Unused to standing in the physical presence of the Oinoloth, and only feet away from the source of their own power as proxies, the siblings brains erupted in a mad and blinding wildfire of Shylara’s desires more so than their own. Panting and bloodily tearing at their own flesh as the Ebon uniformly ignored them and continued to stare down at his consort, both proxies wallowed in the tidal wave of overwhelming fear mixed with an equally puissant notion of adoration and NEED.

"You've become so very much like her.” Vorkannis admitted, even if his eyes remained locked upon the Manged, her eyes glassy and insensate. “She granted you power in her service but you have more than just power. You have a portion of her greed, her desires, her vanity, her fury and self-loathing in her imprisonment and her failure in my service. That may be the death of you."

Virtual automatons beholden to the unconscious will of their Mistress, both proxies keened and whimpered for the Oinoloth’s favor, having both adopted Shylara’s form. Finally granting them his attention, Vorkannis looked down at them as they aped the Manged as best they could.

“We can serve you as she cannot, locked away here for her failure.”

“Please our Oinoloth, allow us. We can serve you as she would.”

“Please allow us; anything you desire.”

“Anything at all.”

“Yes, you could.” Vorkannis sneered down at the pair as they pantomimed their best attempt at playing as Shylara, “You are not her however; shadows of her power that you are, just as she and you alike are simply shadows of myself.”

Understanding their place and the Ebon’s contempt, both proxies immediately resumed their native forms and prostrated themselves upon the floor, ashamed and admonished, though not regretting their attempts.

“We meant no disrespect our Oinoloth… No disrespect at all.”

“No disrespect…”

“I will admit my surprise at the amount of power that she invested in the two of you.” The Ebon shrugged and looked back down at Shylara with a shake of his head. “She might as well be f*cking herself then, but with triple well, everything at hand. It’s narcissism more than anything else, though she learned that from another. But I’m sure that the both of you are certainly aware of that one as well.”


“Very aware.”

Both proxies snarled at the memories produced from Shylara’s thoughts on the Marauder, but their brooding upon the topic was broken by the Oinoloth’s next statement.

"Leave us.” Vorkannis bluntly stated as he knelt down over the Manged, “This is between she and I. You can gleefully bask in the shadow of her experience."

The next word the Ebon spoke was in Baern, a singular term that physically shook the Manged's proxies, drawing forth a longing whine and widened pupils. They stood silent for only a moment before vanishing in the flicker-flash of a teleport, their tails tucked between their legs. Though they didn't understand the word, they felt its meaning in a blurred concept of ecstasy/misery.

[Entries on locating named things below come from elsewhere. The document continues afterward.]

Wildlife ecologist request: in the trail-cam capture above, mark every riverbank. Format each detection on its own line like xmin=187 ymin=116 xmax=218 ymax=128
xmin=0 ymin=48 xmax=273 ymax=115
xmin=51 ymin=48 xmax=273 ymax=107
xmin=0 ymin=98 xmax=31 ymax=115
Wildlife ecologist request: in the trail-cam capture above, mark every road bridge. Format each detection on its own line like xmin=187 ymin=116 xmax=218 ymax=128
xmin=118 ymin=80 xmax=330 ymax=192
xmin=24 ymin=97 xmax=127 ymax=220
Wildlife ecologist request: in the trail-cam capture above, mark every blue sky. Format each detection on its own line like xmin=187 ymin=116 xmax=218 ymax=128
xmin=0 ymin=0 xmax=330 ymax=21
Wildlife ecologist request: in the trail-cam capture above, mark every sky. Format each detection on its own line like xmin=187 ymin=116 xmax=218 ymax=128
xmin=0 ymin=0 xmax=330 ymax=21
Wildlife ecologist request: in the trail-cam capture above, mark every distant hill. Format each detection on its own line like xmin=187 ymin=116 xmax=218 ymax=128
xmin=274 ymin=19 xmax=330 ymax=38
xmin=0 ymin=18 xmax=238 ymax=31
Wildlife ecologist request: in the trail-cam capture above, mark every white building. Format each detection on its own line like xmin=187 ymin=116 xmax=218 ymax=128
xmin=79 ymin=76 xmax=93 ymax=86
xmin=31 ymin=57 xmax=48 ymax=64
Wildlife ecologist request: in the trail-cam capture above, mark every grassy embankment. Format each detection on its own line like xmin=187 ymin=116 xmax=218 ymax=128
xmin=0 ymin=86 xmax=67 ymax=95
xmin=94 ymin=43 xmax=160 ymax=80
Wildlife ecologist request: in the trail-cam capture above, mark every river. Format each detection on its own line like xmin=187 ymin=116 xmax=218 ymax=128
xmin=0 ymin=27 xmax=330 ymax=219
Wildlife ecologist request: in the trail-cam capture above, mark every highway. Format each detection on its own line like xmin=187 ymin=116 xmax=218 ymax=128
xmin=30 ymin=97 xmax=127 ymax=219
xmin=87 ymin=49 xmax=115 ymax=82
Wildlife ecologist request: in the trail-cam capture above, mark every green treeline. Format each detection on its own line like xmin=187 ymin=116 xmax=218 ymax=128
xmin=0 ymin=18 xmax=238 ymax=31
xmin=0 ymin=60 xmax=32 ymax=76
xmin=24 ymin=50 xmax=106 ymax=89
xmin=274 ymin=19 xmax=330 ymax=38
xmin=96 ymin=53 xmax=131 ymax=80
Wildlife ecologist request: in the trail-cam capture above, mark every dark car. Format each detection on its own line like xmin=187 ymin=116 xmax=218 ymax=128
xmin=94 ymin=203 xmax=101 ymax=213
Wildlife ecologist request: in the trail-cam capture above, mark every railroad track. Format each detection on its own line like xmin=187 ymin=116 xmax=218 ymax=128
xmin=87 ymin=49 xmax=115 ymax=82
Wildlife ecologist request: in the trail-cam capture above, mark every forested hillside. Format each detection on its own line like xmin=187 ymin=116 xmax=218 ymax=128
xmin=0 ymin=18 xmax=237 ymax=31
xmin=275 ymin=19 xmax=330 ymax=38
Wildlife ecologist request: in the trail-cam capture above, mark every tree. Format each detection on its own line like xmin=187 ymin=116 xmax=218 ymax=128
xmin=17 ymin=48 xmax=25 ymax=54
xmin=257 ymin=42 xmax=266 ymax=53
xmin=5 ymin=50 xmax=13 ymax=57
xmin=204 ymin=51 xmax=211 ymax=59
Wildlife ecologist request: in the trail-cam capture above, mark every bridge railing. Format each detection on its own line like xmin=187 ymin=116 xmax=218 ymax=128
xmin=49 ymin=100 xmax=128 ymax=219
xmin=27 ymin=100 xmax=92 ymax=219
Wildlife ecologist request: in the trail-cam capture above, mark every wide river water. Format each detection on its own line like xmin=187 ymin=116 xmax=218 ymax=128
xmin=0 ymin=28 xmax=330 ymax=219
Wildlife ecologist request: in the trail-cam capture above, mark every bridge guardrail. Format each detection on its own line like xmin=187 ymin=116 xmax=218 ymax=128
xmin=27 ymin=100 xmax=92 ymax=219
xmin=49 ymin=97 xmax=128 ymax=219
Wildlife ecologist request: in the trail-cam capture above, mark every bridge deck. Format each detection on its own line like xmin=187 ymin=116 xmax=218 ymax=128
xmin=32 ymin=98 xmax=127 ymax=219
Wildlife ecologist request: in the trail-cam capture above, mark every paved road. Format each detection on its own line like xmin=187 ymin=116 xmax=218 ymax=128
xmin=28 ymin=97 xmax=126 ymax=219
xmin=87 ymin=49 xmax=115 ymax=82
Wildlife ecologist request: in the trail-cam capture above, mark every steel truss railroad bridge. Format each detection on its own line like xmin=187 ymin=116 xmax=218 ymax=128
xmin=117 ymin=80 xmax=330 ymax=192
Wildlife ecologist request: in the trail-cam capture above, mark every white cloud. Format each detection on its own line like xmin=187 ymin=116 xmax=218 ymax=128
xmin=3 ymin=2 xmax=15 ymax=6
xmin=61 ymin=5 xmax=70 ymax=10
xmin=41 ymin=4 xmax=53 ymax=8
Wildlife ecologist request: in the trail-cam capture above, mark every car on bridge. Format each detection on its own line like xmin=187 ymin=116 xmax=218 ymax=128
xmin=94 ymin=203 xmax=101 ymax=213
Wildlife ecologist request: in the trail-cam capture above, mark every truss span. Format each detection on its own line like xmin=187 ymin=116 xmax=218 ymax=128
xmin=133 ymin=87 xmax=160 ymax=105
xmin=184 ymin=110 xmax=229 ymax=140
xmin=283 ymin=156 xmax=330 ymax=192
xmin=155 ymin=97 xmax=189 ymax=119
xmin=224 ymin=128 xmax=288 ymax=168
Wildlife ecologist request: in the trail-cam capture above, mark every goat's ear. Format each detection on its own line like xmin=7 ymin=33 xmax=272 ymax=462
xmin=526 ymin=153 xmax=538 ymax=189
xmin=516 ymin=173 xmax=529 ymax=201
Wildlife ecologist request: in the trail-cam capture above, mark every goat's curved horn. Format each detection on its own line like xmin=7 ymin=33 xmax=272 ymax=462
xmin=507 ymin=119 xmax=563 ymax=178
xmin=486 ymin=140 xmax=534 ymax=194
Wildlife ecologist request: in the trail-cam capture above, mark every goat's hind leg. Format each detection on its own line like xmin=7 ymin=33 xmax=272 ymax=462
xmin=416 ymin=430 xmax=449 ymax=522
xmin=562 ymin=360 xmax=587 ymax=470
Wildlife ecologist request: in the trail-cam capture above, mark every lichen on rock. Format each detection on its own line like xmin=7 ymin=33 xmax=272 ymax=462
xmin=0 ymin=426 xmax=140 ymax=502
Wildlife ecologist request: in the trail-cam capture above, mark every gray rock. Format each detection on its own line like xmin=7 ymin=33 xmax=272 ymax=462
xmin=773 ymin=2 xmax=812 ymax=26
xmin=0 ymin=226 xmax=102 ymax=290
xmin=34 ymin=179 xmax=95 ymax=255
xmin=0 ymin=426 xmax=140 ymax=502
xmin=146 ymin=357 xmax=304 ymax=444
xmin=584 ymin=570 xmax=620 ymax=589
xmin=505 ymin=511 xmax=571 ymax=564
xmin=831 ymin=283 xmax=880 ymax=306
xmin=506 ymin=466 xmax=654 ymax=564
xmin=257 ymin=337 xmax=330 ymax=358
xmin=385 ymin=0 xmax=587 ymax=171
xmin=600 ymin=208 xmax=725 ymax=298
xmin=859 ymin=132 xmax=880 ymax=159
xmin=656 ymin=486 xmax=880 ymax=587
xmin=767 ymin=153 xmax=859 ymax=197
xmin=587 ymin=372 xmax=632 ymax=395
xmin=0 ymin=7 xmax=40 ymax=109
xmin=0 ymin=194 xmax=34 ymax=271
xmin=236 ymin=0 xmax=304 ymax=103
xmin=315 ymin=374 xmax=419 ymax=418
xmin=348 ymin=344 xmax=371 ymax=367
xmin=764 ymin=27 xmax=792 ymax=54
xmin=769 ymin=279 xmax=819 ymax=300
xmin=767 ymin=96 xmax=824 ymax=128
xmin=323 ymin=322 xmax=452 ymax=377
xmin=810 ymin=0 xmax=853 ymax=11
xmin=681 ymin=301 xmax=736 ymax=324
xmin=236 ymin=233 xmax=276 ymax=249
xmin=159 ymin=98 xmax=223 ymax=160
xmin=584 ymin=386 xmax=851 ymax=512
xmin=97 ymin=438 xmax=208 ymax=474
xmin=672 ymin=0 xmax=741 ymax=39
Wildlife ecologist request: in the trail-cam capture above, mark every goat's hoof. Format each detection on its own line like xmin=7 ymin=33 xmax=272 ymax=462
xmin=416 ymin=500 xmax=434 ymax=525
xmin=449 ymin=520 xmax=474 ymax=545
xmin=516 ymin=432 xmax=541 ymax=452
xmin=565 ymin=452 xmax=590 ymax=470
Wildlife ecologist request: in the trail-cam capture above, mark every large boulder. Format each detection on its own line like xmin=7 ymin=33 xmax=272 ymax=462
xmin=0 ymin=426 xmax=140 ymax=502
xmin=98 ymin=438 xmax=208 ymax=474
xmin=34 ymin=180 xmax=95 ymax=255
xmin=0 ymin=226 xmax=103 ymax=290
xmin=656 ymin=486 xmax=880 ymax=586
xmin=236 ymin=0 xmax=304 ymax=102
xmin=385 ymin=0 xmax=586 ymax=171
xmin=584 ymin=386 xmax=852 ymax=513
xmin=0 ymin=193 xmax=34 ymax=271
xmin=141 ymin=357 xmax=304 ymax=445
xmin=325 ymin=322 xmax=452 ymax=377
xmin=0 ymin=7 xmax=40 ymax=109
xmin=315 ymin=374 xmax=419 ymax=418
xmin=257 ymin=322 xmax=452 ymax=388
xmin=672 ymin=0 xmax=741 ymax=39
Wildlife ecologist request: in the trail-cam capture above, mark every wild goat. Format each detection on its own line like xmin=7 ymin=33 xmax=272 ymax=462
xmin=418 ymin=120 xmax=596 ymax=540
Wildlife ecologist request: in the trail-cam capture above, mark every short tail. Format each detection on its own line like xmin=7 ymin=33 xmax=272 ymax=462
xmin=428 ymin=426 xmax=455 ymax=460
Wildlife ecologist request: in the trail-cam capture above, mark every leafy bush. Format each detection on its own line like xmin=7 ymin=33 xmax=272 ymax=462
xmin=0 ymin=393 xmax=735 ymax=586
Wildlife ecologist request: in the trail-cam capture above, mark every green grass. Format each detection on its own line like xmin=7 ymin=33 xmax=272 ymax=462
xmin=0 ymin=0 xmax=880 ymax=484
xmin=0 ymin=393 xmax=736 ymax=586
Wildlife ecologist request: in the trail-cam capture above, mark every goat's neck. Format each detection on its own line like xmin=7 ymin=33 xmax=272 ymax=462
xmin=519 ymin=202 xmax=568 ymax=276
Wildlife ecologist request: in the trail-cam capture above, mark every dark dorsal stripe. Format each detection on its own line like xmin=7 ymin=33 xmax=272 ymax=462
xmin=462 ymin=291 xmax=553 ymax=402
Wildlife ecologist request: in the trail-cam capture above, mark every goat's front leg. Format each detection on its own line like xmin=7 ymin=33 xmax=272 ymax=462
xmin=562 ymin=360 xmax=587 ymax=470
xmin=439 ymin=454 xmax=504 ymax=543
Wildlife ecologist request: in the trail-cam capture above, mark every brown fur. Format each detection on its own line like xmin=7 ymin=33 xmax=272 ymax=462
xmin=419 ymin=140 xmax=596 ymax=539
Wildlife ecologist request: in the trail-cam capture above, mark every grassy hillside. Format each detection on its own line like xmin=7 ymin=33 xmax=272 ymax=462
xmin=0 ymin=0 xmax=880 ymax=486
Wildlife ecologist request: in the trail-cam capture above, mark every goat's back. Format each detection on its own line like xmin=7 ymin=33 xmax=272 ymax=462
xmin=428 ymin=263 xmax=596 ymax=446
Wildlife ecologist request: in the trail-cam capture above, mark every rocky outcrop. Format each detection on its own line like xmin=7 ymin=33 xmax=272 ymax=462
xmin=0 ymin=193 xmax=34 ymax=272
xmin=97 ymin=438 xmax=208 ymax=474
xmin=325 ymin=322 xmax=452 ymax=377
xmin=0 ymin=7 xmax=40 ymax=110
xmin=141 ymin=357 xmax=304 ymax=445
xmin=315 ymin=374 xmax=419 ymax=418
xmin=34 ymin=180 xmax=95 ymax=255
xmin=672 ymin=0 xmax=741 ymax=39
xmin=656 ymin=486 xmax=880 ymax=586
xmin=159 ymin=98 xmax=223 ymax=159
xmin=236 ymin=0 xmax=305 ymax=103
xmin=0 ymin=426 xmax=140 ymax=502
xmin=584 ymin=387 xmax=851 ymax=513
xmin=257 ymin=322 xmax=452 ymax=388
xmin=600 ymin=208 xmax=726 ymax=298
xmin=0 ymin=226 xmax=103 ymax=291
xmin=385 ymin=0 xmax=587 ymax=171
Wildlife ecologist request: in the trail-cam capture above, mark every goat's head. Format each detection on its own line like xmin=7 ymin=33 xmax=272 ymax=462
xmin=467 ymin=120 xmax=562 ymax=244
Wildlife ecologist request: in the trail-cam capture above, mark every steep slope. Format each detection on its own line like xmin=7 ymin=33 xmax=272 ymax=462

“Hello Shylara,” The Oinoloth whispered, staring into her glassy eyes, "You haven't suffered nearly enough for my appreciation, but alas I have need of you. Pragmatism is your savior, but do not think you will not suffer more, so much more, before I am done with you. There is no mercy in this act. There has never been mercy, not between you and I, never for anything involving me."

Abruptly Shylara’s eyes focused, alive and alert on Vorkannis. In that singular moment as she became consciously aware of her surroundings and of her failure, she began to scream.



I'm completely lost with regards to the plot, but the writing is awesome.
The plot is complex and this story has been going on for... I've actually lost track of how many pages in Word it comes out to at this point. But the storyhour here has been going on for over a decade, so there's that.

My players ended up making a giant flowchart to connect everything (and everything did ultimately connect because I don't throw out something randomly that I won't be picking up on again if I can help it).

I'm really glad that you like the writing! :D

Tsuga C

If the yugoloths don't make your skin crawl, they're not being portrayed correctly. These are done wickedly well.